Angela Missoni, who is celebrating 20 years at the helm of her family’s business, said she and Mekas bonded two years ago when he did a show with a friend of hers in Italy. “It just so happened that we had many things in common. I love the positive views he has on life, always,” Angela Missoni told The Daily. “He was also a refugee like my father was a refugee. My father was born in Italy, but from a piece of Italy that Italy lost after WWII, which became a part of Yugoslavia. He was born in a city called Ragusa that then became called Dubrovnik. He was raised in Zara, which then became Zadar. Italy lost those territories so when my father came back after five years of prison, he no longer had a home. So he and his family had to build a new life. Both my father and Jonas Mekas had to create a new home.” Mekas, originally from Lithuania, was detained along with his brother at a concentration camp in Elmshorn Germany in 1944 for eight months before escaping and living in hiding on a farm for two months until the end of the war. They would eventually find refuge in the U.S. and settle in Williamsburg, Brooklyn.
“It was so incredible that he had the dream of the flower that he had 20 years ago and I love dreamers,” said Missoni. “I am also a dreamer.”
The inspiration for the exhibition was based on the below journal entry Mekas made on October 9, 1997 in which he recalled his dream:
“Last night I had an ecstatic dream.
Suddenly before my eyes appeared fields and fields of wild flowers. They were passing by my eyes. Field after field, the meadows full of flowers in the most exquisite colors: blue, yellow, red, purple and they were all so real. I could almost smell them, like in my childhood.
I told this dream to Auguste this morning. So he said, you know, this dream tells you that in your previous life you were a bee. Yes, I said, it must be so. I always liked flowers, I always gathered them as a child for the healing woman of my village. She trusted only me. I knew all the flowers of our village and the neighboring villages too. So you may be right. I always had a very personal relationship with flowers.”

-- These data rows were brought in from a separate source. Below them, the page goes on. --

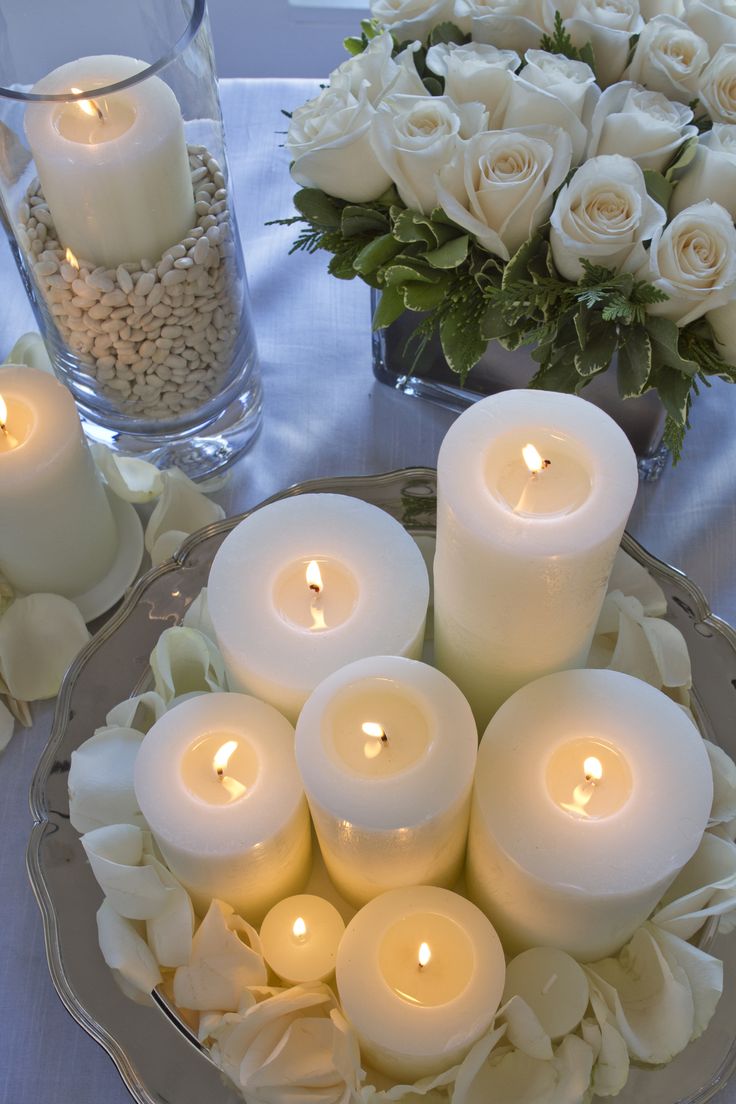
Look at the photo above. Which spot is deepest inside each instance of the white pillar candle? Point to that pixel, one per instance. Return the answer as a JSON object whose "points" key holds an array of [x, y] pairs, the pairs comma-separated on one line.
{"points": [[523, 556], [386, 749], [553, 985], [309, 583], [115, 169], [592, 791], [216, 781], [56, 528], [419, 976], [299, 938]]}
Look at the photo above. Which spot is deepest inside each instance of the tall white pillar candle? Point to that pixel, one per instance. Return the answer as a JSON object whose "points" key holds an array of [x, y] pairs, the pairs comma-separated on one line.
{"points": [[308, 584], [592, 791], [56, 528], [216, 781], [523, 556], [419, 975], [386, 749], [114, 169]]}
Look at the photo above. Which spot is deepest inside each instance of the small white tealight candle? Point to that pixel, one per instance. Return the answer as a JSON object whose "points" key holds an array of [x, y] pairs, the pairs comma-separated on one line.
{"points": [[533, 492], [553, 985], [309, 583], [300, 936], [593, 789], [419, 974], [386, 747], [114, 170], [56, 529], [217, 783]]}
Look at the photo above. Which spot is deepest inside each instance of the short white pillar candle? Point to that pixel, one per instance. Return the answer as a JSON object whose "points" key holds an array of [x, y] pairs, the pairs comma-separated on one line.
{"points": [[56, 529], [553, 985], [523, 555], [592, 791], [217, 783], [299, 938], [115, 170], [419, 975], [309, 583], [386, 747]]}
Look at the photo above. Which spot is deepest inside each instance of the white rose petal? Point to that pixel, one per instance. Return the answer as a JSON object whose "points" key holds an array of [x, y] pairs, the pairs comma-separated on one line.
{"points": [[712, 173], [529, 105], [509, 24], [644, 126], [669, 59], [40, 636], [476, 73], [604, 214], [415, 137], [716, 86], [412, 19], [329, 139], [509, 181], [693, 261], [714, 20]]}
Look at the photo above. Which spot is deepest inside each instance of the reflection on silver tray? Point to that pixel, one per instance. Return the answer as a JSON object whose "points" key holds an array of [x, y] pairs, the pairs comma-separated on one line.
{"points": [[155, 1058]]}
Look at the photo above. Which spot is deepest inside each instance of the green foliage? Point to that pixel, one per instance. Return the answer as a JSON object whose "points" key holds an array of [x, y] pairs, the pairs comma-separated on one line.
{"points": [[427, 264]]}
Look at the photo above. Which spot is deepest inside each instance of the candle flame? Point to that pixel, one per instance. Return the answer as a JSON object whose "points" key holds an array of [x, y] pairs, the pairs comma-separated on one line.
{"points": [[593, 770], [299, 927], [223, 756], [532, 458], [313, 576], [88, 106]]}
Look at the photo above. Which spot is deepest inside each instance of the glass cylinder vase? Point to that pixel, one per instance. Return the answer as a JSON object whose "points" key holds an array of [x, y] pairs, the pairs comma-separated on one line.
{"points": [[115, 194]]}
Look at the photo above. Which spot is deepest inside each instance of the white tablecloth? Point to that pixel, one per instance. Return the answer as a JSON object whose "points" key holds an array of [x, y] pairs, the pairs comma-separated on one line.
{"points": [[324, 415]]}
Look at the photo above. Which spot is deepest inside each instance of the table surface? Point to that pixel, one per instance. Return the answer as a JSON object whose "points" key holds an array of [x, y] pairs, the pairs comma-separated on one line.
{"points": [[324, 415]]}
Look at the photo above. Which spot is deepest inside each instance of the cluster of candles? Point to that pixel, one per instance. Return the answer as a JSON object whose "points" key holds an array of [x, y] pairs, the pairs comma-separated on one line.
{"points": [[588, 793]]}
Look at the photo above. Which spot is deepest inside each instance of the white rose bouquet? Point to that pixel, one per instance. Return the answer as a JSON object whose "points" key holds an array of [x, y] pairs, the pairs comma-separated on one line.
{"points": [[556, 174]]}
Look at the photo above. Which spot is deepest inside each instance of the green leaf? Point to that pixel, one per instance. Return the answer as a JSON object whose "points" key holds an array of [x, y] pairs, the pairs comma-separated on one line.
{"points": [[635, 362], [596, 353], [391, 305], [318, 208], [659, 187], [360, 220], [447, 32], [450, 255], [376, 253]]}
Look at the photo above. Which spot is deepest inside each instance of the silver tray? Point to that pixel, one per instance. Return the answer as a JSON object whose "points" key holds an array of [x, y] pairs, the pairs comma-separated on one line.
{"points": [[153, 1054]]}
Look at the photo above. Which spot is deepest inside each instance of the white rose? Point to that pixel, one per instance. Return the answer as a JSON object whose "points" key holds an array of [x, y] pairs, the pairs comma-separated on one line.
{"points": [[510, 24], [412, 19], [723, 324], [712, 173], [415, 136], [572, 82], [694, 262], [381, 72], [651, 8], [529, 105], [644, 126], [605, 215], [714, 20], [669, 59], [329, 139], [510, 178], [717, 85], [607, 25], [475, 73]]}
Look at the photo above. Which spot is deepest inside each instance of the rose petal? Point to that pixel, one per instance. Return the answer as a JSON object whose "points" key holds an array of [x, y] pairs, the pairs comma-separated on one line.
{"points": [[40, 636], [181, 507], [100, 782]]}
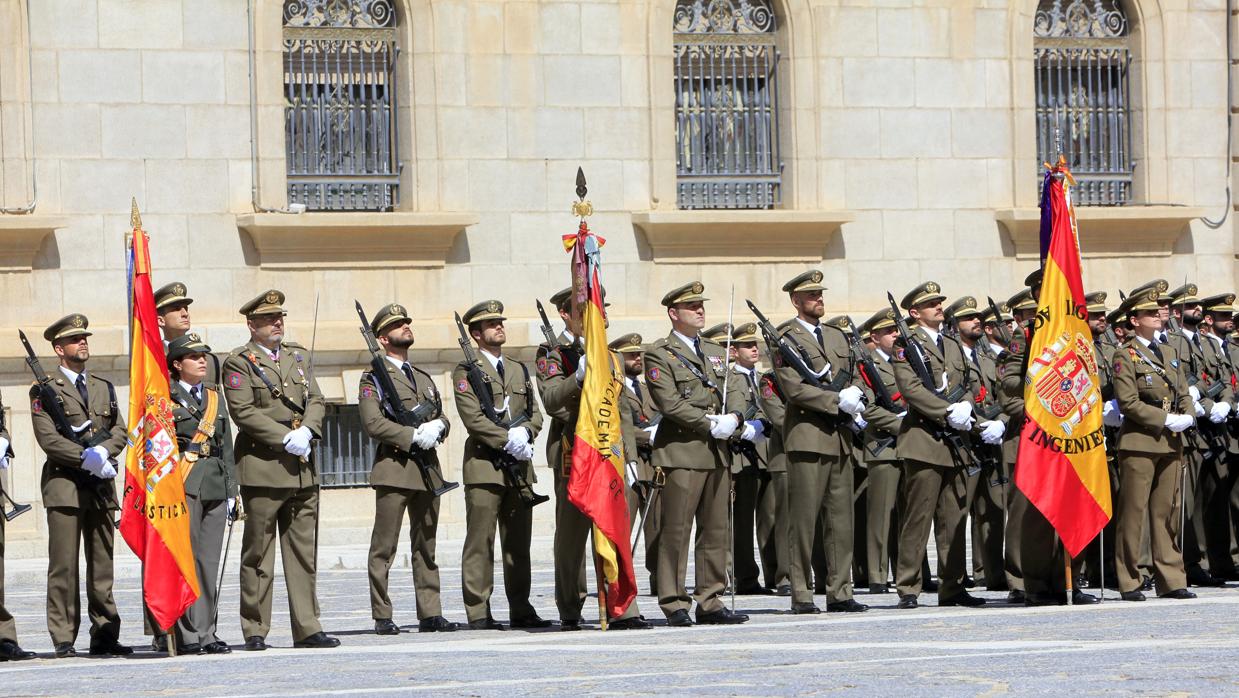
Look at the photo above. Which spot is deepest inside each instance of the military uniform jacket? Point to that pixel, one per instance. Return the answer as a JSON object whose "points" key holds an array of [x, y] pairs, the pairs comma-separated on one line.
{"points": [[813, 422], [1147, 389], [486, 439], [213, 476], [263, 419], [394, 461], [884, 423], [65, 455], [927, 412], [683, 439]]}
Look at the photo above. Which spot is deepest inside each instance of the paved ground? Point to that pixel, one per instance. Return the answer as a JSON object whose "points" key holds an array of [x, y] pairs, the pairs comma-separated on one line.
{"points": [[1157, 647]]}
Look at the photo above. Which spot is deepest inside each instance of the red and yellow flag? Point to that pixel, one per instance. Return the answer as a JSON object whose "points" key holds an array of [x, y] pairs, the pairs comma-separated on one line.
{"points": [[596, 482], [1061, 466], [154, 518]]}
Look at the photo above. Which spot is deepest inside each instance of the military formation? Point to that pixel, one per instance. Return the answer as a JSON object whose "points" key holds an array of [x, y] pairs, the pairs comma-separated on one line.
{"points": [[818, 475]]}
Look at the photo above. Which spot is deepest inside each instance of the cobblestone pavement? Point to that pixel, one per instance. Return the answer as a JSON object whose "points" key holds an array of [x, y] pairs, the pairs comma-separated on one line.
{"points": [[1156, 647]]}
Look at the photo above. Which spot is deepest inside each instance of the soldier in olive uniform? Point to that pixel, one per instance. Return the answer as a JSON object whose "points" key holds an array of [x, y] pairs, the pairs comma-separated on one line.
{"points": [[397, 476], [490, 499], [1206, 446], [988, 496], [934, 474], [819, 435], [644, 418], [1157, 408], [684, 373], [78, 491], [205, 440], [881, 526], [278, 409], [9, 647]]}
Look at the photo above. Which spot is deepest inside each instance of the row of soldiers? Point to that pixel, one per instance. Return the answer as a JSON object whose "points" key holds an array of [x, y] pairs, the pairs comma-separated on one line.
{"points": [[836, 461]]}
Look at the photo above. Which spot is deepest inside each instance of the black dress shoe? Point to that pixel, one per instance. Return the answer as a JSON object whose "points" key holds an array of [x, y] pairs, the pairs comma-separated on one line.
{"points": [[1082, 599], [679, 619], [722, 616], [963, 599], [317, 641], [11, 652], [486, 624], [634, 622], [109, 647], [255, 644], [529, 622], [436, 624], [848, 606]]}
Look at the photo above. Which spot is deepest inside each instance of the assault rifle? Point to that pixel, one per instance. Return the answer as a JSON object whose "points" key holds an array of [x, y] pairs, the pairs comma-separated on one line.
{"points": [[395, 409], [504, 461]]}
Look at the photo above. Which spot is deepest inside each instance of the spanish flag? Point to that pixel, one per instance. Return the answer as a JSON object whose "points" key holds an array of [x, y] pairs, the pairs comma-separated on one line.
{"points": [[1061, 465], [154, 518], [596, 482]]}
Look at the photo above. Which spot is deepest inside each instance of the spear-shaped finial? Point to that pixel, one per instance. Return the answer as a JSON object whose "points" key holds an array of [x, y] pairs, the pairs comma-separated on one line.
{"points": [[581, 208]]}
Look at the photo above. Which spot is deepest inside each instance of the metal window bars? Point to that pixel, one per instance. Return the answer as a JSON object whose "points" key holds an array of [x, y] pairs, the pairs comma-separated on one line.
{"points": [[341, 125], [726, 104], [1083, 67]]}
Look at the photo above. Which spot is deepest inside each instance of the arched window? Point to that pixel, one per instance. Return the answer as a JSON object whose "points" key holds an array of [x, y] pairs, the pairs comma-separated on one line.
{"points": [[341, 130], [1083, 65], [726, 104]]}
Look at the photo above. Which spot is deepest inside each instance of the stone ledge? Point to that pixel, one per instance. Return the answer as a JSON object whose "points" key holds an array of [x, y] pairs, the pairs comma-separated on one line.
{"points": [[739, 236], [1110, 231], [21, 237], [353, 239]]}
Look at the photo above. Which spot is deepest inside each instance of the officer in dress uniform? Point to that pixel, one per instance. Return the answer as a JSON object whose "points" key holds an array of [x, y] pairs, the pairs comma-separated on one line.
{"points": [[684, 373], [397, 477], [1157, 408], [819, 435], [490, 499], [934, 475], [278, 409], [205, 440], [78, 491], [9, 649]]}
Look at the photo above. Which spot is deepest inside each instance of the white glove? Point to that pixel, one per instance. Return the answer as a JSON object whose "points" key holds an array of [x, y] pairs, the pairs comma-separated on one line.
{"points": [[722, 425], [851, 399], [993, 432], [297, 441], [1177, 423], [426, 437], [630, 472], [959, 415], [1218, 413], [93, 459], [1110, 414]]}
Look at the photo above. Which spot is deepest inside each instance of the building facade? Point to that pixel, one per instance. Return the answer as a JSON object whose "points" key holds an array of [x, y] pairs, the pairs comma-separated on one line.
{"points": [[425, 151]]}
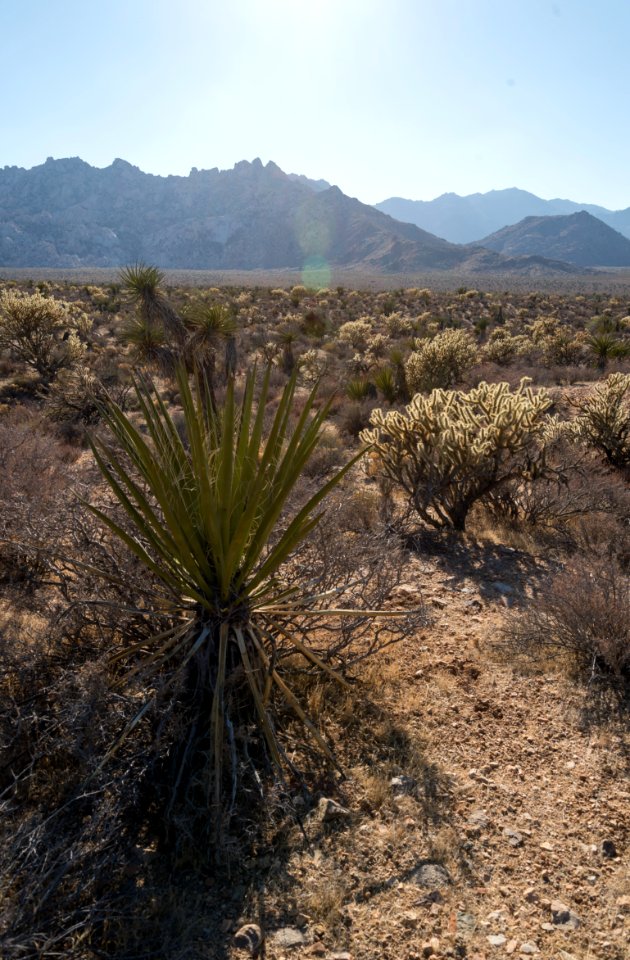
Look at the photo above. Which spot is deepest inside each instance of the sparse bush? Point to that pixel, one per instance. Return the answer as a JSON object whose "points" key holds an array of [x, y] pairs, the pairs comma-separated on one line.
{"points": [[356, 332], [439, 363], [361, 390], [451, 449], [582, 618]]}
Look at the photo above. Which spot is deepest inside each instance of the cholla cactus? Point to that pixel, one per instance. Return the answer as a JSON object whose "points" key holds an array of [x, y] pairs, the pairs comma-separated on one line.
{"points": [[502, 347], [356, 332], [398, 325], [452, 448], [376, 346], [604, 419], [41, 332], [440, 362]]}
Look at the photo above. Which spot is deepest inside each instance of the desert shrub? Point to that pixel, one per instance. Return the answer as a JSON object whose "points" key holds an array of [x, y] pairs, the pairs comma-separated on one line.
{"points": [[360, 389], [312, 365], [314, 324], [398, 325], [37, 477], [452, 448], [604, 419], [561, 483], [355, 418], [582, 618], [606, 346], [502, 348], [41, 332], [439, 363], [356, 332]]}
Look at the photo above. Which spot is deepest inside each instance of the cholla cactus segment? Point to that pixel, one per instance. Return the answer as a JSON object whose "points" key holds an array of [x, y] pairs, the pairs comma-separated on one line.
{"points": [[356, 332], [604, 419], [440, 362], [502, 347], [452, 448]]}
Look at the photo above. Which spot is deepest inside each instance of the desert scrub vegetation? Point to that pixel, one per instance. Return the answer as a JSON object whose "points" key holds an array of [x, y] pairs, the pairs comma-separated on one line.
{"points": [[451, 449], [41, 332], [581, 621], [133, 727], [440, 362], [603, 419]]}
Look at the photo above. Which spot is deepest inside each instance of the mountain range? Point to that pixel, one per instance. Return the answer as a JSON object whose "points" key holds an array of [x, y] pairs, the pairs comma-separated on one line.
{"points": [[66, 213], [471, 218], [578, 238]]}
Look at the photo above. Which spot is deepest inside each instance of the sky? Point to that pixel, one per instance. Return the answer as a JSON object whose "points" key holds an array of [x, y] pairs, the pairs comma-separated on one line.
{"points": [[409, 98]]}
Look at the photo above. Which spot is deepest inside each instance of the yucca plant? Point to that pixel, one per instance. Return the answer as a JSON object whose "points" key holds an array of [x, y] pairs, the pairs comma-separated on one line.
{"points": [[204, 514], [385, 381], [209, 326]]}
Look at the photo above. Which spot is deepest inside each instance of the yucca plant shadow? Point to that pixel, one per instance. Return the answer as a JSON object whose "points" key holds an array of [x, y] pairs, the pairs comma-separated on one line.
{"points": [[483, 563]]}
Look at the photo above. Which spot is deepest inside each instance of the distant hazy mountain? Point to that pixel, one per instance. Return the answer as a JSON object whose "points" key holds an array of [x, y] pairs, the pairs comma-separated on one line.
{"points": [[66, 213], [578, 238], [468, 219]]}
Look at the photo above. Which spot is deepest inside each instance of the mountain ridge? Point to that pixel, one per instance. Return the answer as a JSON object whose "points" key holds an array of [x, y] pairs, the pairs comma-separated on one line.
{"points": [[470, 218], [67, 213], [579, 238]]}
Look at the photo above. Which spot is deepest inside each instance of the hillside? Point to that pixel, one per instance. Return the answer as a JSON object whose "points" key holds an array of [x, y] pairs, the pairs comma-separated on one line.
{"points": [[468, 219], [579, 238], [66, 213]]}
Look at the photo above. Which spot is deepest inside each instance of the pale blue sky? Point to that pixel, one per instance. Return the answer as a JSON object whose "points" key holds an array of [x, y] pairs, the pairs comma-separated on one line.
{"points": [[410, 98]]}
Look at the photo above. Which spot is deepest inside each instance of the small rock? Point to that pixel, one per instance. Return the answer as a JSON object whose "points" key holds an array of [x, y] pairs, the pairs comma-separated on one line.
{"points": [[317, 949], [431, 947], [288, 937], [249, 938], [496, 939], [431, 875], [477, 821], [328, 810], [514, 838], [434, 898], [403, 785], [563, 917]]}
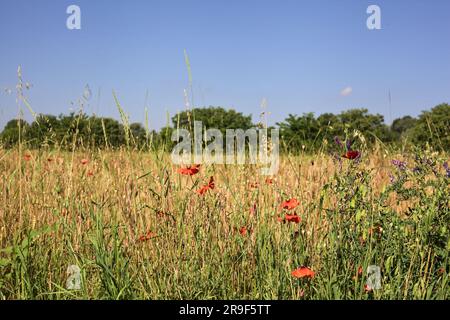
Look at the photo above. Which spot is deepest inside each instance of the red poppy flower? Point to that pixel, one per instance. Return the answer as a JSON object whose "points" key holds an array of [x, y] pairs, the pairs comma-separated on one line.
{"points": [[352, 155], [207, 187], [290, 204], [303, 272], [293, 218], [147, 236], [189, 171]]}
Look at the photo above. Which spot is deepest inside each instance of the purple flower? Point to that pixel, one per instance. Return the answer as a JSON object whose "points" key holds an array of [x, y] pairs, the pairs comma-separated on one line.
{"points": [[399, 164], [447, 169], [391, 178], [349, 145], [338, 141]]}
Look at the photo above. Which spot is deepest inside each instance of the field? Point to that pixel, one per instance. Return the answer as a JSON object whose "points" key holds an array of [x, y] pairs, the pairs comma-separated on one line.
{"points": [[139, 229]]}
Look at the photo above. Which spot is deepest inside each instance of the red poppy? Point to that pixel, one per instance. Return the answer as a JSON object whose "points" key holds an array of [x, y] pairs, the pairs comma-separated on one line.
{"points": [[207, 187], [189, 171], [290, 204], [147, 236], [303, 272], [378, 230], [352, 155], [293, 218]]}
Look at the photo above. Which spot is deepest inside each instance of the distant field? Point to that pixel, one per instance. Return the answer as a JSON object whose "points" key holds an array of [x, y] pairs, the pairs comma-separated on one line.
{"points": [[139, 229]]}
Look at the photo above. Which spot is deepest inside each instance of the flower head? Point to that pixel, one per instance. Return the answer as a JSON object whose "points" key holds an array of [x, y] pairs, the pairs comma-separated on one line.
{"points": [[206, 187], [189, 171], [352, 155], [447, 170], [399, 164], [303, 272], [290, 204], [293, 218]]}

From a man that has experienced so much, his enthusiasm, positivity, and sense of beauty was palpable both in person and in his work. Just the night before, Mekas was said to have run home to paint some floral canvases to complete the exhibit after feeling that something was missing. Those pieces are now displayed in glass cases in the center of the boutique. Missoni radiated a similar sense of passion about her work. “Everything has changed so fast over the last 20 years,” said Missoni. “So I’m kind of surprised that we can still be here and still be alive and still have something to say. I feel proud that we are still here and that Missoni is still in the family.”